75 HP. I did not think much about it, since after the second post, Hairdresser assumed it was a 75..."same as a 90 HP"....so I assumed the same.

Now that I look closer, one bit of additional info.....the 7.5 was only made through 1985....this is a 1996.

The new 75/90's have two different thermostats. One is the block and one (which is cooler) in the head.

Mike
 
Ok, that makes sense. I am at a disadvantage looking at this stuff since I don't have an "in" with Honda anymore. I looked on boats.net and they don't reference a 75hp until 1998 so I assumed it was the little one. One other piece of info I was missing was that I didn't realize they stopped the 7.5 that early....but I should have known.
Thanks Mike.
 
OK, now that it is Spring I am bringing this thread back after doing some investigating and with some questions. I removed both fuel pumps and pumped up bulb hard with no fuel leakage evident.
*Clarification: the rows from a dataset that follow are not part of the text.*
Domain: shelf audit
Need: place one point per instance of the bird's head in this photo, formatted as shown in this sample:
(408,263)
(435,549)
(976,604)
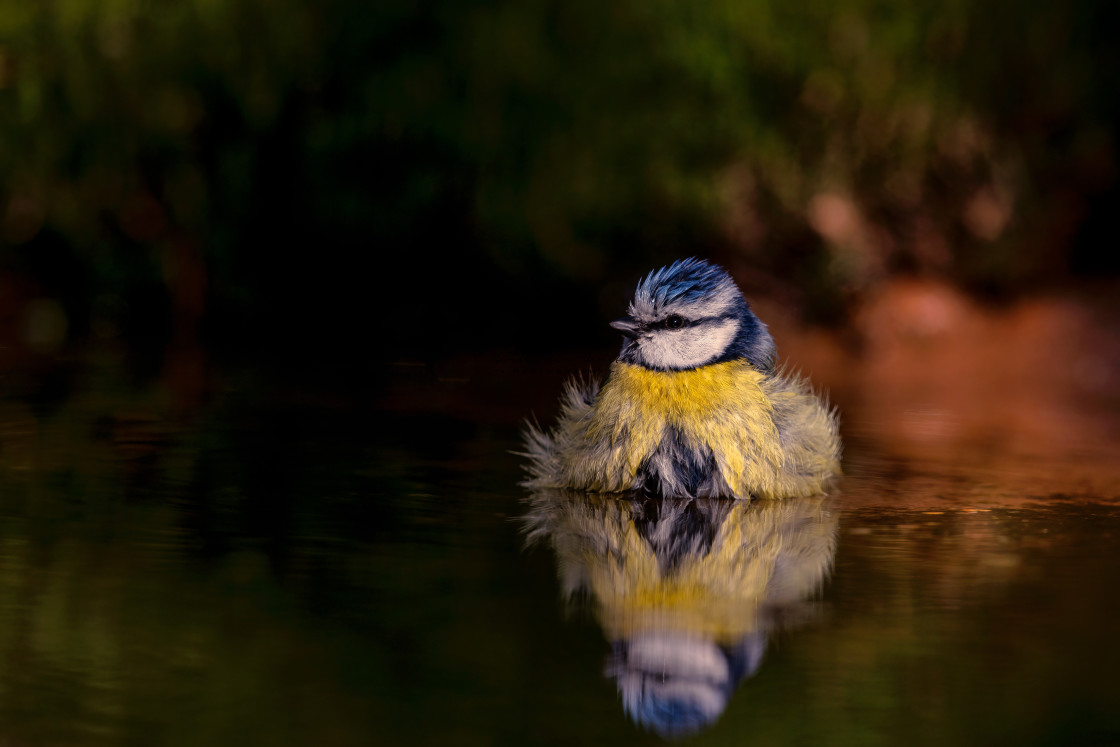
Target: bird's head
(691,314)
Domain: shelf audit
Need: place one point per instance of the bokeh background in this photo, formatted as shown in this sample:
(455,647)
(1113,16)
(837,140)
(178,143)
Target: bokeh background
(338,184)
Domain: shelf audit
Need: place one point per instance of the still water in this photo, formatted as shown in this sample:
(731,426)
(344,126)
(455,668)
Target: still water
(267,566)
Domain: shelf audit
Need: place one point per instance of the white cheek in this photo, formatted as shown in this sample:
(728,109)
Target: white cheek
(686,348)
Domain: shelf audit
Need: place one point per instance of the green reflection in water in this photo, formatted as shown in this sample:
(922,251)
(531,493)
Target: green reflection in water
(687,591)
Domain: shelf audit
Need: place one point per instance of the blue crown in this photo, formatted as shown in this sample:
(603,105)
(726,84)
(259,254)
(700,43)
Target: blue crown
(684,280)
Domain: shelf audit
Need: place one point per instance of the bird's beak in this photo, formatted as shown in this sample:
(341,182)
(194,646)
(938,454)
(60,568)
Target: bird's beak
(628,326)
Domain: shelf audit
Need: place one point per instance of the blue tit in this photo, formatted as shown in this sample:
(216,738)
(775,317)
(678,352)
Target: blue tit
(693,407)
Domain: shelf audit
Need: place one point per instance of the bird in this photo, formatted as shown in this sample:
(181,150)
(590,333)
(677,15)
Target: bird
(693,405)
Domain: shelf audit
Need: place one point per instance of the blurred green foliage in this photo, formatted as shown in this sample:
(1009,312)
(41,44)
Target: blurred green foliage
(238,160)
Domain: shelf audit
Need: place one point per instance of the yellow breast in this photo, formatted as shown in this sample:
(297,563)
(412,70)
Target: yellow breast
(721,407)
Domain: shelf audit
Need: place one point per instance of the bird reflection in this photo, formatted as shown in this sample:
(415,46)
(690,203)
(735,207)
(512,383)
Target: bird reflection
(686,590)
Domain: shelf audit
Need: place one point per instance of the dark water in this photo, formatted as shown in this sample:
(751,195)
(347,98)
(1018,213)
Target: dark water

My next thought was to remove and check thermostat but I noticed the gasket and thought I had better check about parts before fooling around with it. I can't seem to find a thermostat listed anywhere on the internet for my model which is a 1996 BF75A [BBAL whatever that means?] and SN 1000367. Apparently made in Japan. Can someone give me a heads up on this motor and where parts can be found? I know it is a Honda Civic engine turned on its side and that a Civic oil filter fits. Would a Civic thermostat also fit? I also don't know how to find the thermostat part number. Any help would be appreciated.
 
Here is a link to the parts for your motor. The 1996 and 1997 were BF75AT models. So, the parts are the same. Click on the thermostat link and it will give you the correct part numbers. I would not assume that it is the same thermostat as the Honda Civic. It may be, but go by the part numbers in the link and you can not go wrong. http://www.boats.net/parts/search/Honda/Outboard Engine/1997/BF90AT LRTA/parts.html


Sorry, I took so long answering this. I have video problems on my laptop at home with all my Honda programs.

Mike
 
Thanks for the reply. What was confusing was that in "year selection" one of the options is "pre 1997". When going to that section however they leave out 75 an 90 HP in the models listed. Can I assume for any part I need that the 97 listings would be accurate? I believe depending on serial number some models used a Mercury lower unit. Thanks again.